The school system requested around $2.7 million for capital outlay projects, around $2 million of which was for roof repairs, but the county approved an allocation of $320,000 and authorized the school board to use up to $1 million from the school system’s fund balance as well. But the school board has planned to use $1 million from the fund balance to fund staff instead of having to cut positions this year.
The county is expected to get around $472,400 in lottery funds this year, according to Inman, less than the $500,000 built into the financial model to pay for school construction and debt. But Morris said there is flexibility in the model to allow for that.
The commissioners discussed the possibility of the school system having to pay less money back to the state via discretionary reversions, but varying figures were thrown out by officials.
The board began its budget meeting with a lengthy discussion about CenterPoint Human Services’ request for $148,000 to be paid back over five years. CenterPoint has been approved by the state to operate under a Medicaid waiver, and this will lead to a shift of some additional responsibilities to the agency managing local mental health services, as well as an increase in its number of employees.
Inman said the funds could be paid back by CenterPoint indirectly by reducing the county’s discretionary allocation to CenterPoint by $29,600 each year for five years. Inman said he was assured this would not lead to a reduction in services, as the cut would be spread between several providers and be minimal for each.

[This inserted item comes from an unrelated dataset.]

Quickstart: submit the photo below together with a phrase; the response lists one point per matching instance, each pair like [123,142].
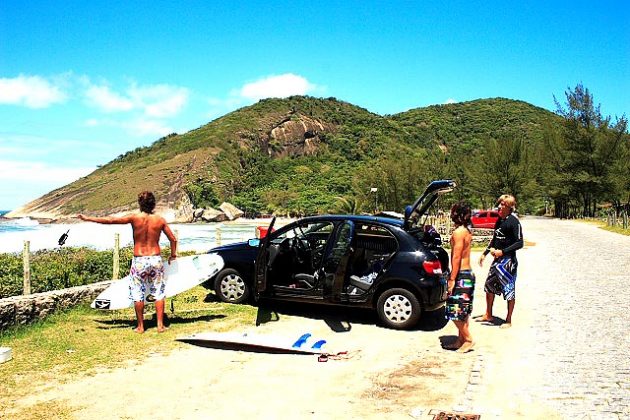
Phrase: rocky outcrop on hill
[231,211]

The board gave consensus to leave enough money in the budget for the one-time $148,000 allocation, but to discuss it further in the future before deciding whether to actually disperse it. Morris said it would be better to have this money built into the budget regardless than to leave it out and decide to add it later. The $29,600 reduction will also be included in the budget.
The following are some other items of interest from the approved budget:
• The commissioners approved a $400 bonus for full-time employees, with regular part-time employees receiving a bonus on a pro-rated basis. Inman was in favor of a $500 bonus, but agreed to the $400. This will be paid in December.
• An annual fee of $50 will now be charged to dog breeders, which would be people regularly breeding dogs to sell for a profit. There were also two fee increases related to the shelter, including a redemption fee raise from $25 to $35 and an adoption fee increase from $36 to $45.
• The 911 Communications Center will be relocated in the former office occupied by Forsyth Tech, which is located in the same building as the sheriff’s office. The cost for the transition could come out of the capital fund for the communications upgrade.
• Edwards worked to separate Title 19 Medicaid funds used by the health department out of the county budget, because it was showing some local funds included in there as well. That was separated out so the health department would use all those funds for projects such as its proposed new building construction before coming to the county for dollars. Also, some fee increases were approved for fees overseen by the health department. The main increase was from $200 to $250 for new restaurant reviews.
The board planned to meet Wednesday morning at 10 a.m. to approve the budget ordinance.